“Good heavens, Buster! You haven’t said that before Eleanor?”
“Ha! I got a rise out of you!” Edith said, joyfully; “I haven’t mentioned it, yet; but I shall make a point of doing so unless you order two pounds of candy for me, at once. Well, I suppose what you meant was that Eleanor is stupid?”
“Mary,” said Henry Houghton, “your blackmailing daughter is displaying a glimmer of intelligence.”
“I’m only reminding you of your own remark,” Edith said, “to explain why I want to be in one of the dormitories next winter. Eleanor is stupid—though she’s never fed me on stalled ox! And I think she sort of doesn’t like it because I’m not awfully fond of music.”
“You are an absolute heathen about music,” her father said.
“Well, it bores me,” Edith explained, cheerfully; “though I adore Maurice’s playing. Maurice is a lamb, and I adore just being in the house with him! But she’s nasty to him sometimes. And when she is, I’d like to choke her!”
“Edith—Edith—” her mother remonstrated. And her father reminded her that she must not lose her temper.
“Let your other parent be a warning to you as to the horrors of an uncontrolled temper,” said Henry Houghton; “I have known your mother, in one of her outbursts of fury, so far forget herself as to say, ’Oh, my!’”
Edith grinned, but insisted, “Eleanor is dull as all get out!”
“Consider the stars,” Mrs. Houghton encouraged her.
But Mr. Houghton said, “Mary, you’ve got to do something about this girl’s English! ... You miss John Bennett?” he asked Edith (Johnny was taking a special course in an Eastern institute of technology).
“He did well enough to fill in the chinks,” Edith said, carelessly; “but it’s Maurice’s being away that takes the starch out of me. He’s everlastingly tearing off on business. And when he’s at home—” Edith was suddenly grave—“of course Maurice is always ’the boy stands on the burning deck’; but you can’t help seeing that he’s fed up on poor old Eleanor! Sometimes I wonder he ever does come home! If I were in his place, when she gets to nagging I’d go right up in the air! I’d say, well,—something. But he keeps his tongue between his teeth.”

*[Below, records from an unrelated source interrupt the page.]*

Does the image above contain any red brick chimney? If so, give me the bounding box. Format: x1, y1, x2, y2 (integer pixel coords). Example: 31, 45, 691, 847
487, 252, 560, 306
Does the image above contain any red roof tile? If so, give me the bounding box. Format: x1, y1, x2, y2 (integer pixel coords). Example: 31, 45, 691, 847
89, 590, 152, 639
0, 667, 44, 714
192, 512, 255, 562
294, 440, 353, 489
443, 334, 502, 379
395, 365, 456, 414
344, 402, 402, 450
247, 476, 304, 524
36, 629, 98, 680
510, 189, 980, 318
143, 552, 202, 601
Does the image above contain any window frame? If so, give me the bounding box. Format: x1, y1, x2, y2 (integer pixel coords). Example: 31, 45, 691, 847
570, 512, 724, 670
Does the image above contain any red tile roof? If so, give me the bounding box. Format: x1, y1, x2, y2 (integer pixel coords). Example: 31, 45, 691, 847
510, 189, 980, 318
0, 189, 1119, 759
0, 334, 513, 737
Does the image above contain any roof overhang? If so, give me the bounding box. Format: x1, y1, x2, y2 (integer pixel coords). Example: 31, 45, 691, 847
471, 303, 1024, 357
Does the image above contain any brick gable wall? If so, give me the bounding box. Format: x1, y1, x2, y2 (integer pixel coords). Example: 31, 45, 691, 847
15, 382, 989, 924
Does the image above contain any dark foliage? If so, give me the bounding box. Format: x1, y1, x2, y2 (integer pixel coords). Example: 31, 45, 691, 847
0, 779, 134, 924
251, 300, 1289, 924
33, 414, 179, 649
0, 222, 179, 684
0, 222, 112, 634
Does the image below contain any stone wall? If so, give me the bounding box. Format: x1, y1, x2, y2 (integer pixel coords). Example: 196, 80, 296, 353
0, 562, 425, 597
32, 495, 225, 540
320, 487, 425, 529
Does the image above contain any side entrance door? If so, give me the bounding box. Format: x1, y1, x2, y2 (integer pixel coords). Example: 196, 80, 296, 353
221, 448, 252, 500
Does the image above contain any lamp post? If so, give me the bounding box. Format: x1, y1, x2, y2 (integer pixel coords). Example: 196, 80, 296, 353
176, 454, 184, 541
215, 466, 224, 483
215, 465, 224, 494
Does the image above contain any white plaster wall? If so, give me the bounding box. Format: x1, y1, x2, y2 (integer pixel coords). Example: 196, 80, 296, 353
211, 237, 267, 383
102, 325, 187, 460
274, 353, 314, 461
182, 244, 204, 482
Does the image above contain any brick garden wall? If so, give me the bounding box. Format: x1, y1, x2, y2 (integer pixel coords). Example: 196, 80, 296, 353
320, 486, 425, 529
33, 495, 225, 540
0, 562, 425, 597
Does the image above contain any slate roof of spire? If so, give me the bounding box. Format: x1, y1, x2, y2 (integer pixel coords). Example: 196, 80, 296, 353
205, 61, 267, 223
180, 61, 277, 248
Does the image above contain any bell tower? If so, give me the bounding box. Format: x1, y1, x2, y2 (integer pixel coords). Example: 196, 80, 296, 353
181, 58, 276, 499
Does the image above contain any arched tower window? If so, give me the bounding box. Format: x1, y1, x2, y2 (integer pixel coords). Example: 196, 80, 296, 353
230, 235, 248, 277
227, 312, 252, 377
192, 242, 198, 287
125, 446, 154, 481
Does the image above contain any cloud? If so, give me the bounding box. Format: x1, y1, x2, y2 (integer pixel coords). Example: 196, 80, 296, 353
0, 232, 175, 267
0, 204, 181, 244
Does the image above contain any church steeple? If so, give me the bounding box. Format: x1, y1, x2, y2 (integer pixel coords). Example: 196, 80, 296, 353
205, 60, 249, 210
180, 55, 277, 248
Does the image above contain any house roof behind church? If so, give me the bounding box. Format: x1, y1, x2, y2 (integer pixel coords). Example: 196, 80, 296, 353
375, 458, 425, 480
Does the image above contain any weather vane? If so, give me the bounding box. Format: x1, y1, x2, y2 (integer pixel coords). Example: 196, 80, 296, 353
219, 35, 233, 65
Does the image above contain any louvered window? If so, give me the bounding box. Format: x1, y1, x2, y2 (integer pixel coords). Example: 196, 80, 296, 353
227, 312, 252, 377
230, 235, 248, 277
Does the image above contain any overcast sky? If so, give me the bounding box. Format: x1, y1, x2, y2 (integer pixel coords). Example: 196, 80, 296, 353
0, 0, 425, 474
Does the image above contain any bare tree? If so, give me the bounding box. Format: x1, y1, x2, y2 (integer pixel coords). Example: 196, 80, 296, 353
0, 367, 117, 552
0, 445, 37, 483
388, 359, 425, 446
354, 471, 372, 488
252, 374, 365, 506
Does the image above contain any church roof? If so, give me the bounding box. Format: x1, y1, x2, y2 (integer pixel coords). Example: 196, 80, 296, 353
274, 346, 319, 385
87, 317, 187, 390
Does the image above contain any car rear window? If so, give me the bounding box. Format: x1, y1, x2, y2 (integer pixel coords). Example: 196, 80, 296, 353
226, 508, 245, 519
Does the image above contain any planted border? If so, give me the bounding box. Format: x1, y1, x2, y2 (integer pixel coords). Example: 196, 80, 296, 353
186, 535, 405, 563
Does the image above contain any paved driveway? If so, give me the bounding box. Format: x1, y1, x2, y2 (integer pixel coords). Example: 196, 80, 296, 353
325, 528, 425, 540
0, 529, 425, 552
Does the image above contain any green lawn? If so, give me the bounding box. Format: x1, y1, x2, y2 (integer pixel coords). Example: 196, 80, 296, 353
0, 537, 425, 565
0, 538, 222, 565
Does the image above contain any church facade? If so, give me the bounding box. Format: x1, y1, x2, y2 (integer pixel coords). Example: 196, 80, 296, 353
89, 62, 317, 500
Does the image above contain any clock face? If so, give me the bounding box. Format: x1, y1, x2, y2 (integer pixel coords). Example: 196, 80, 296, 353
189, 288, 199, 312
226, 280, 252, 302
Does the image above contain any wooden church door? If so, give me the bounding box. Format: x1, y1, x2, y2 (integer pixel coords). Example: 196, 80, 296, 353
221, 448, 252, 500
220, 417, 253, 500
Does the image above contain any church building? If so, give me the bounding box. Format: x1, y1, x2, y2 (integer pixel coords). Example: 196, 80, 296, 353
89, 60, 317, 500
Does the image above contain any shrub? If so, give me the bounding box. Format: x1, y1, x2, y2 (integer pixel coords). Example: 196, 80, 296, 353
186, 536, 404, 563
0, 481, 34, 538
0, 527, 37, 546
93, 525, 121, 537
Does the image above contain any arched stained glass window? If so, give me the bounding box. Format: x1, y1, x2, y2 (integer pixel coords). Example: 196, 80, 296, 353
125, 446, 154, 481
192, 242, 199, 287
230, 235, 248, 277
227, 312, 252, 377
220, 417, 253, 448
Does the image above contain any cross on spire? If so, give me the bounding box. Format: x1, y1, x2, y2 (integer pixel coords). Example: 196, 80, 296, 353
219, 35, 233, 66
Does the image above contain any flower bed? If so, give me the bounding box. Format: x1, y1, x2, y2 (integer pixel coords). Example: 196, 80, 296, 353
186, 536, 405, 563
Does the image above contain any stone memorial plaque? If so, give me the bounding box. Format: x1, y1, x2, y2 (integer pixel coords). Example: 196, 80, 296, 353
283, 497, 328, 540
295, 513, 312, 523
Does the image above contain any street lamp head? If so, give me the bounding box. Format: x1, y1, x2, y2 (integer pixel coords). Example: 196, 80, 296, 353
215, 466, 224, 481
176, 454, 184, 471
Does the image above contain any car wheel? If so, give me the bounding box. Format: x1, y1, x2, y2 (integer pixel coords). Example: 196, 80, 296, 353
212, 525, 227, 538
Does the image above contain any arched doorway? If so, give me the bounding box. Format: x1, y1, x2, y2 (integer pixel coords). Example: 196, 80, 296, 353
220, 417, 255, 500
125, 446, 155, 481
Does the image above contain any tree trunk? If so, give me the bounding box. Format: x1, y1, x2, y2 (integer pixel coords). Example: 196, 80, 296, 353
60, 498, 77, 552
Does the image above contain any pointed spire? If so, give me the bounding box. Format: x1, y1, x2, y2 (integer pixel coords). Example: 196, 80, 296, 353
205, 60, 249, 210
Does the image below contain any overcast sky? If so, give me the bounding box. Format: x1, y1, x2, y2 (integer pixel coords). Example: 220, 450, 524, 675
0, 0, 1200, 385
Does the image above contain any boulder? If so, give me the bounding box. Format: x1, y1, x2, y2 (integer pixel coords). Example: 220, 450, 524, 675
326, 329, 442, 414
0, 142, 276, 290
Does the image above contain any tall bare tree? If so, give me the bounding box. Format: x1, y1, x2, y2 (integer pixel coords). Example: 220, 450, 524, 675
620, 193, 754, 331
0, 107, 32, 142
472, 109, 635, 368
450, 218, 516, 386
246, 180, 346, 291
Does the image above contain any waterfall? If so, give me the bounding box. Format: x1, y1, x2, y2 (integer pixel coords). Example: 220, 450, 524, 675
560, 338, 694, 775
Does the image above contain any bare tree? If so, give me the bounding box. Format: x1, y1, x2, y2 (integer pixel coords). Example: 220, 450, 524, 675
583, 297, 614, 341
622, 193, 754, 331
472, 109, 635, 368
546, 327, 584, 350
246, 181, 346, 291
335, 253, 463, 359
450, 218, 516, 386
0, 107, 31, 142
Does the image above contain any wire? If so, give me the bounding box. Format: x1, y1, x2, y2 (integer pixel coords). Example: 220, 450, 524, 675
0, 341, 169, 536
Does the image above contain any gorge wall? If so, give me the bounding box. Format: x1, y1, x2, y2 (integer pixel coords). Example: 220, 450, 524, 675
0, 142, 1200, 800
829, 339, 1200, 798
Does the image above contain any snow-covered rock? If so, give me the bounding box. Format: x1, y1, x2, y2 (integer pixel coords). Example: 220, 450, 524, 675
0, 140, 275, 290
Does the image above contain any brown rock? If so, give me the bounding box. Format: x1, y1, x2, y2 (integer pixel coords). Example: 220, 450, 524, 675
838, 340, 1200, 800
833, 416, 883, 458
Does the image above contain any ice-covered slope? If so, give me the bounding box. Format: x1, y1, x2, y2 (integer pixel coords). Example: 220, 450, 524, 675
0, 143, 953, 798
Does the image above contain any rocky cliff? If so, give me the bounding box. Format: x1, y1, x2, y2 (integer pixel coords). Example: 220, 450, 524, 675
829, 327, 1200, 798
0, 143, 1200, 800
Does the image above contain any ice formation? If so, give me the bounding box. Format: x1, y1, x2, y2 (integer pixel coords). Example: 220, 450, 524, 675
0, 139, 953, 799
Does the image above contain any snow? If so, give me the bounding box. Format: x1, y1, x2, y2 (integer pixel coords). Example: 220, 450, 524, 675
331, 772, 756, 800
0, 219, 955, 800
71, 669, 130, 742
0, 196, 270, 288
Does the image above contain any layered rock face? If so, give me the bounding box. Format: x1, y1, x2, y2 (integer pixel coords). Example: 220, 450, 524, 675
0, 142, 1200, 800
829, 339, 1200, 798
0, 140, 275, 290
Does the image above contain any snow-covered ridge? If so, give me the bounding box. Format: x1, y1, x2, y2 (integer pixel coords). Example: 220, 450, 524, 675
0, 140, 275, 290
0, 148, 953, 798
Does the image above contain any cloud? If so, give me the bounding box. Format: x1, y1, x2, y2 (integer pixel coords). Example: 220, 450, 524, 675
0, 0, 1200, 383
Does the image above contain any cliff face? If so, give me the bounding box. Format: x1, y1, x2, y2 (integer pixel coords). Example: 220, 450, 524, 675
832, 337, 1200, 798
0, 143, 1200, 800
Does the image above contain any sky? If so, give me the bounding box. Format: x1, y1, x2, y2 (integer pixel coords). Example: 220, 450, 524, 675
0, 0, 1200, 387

That evening, when Henry Houghton was alone with his wife, he said what he thought about Maurice: “He is standing on the burning deck of this pathetic marriage of his, magnificently. He never bats an eyelash! (Your daughter’s slang is vulgar.)”
“Eleanor is the pathetic one,” Mary Houghton said, sadly; “Maurice has grown cynical—which is a sort of protection to him, I suppose. Yes; I’m afraid Edith is right; she’d better be out at the school next winter. It isn’t well for a girl to see differences between a husband and wife.... Henry, you shan’t have another cigar! That’s the third since supper! Dear, what is the trouble about Maurice?”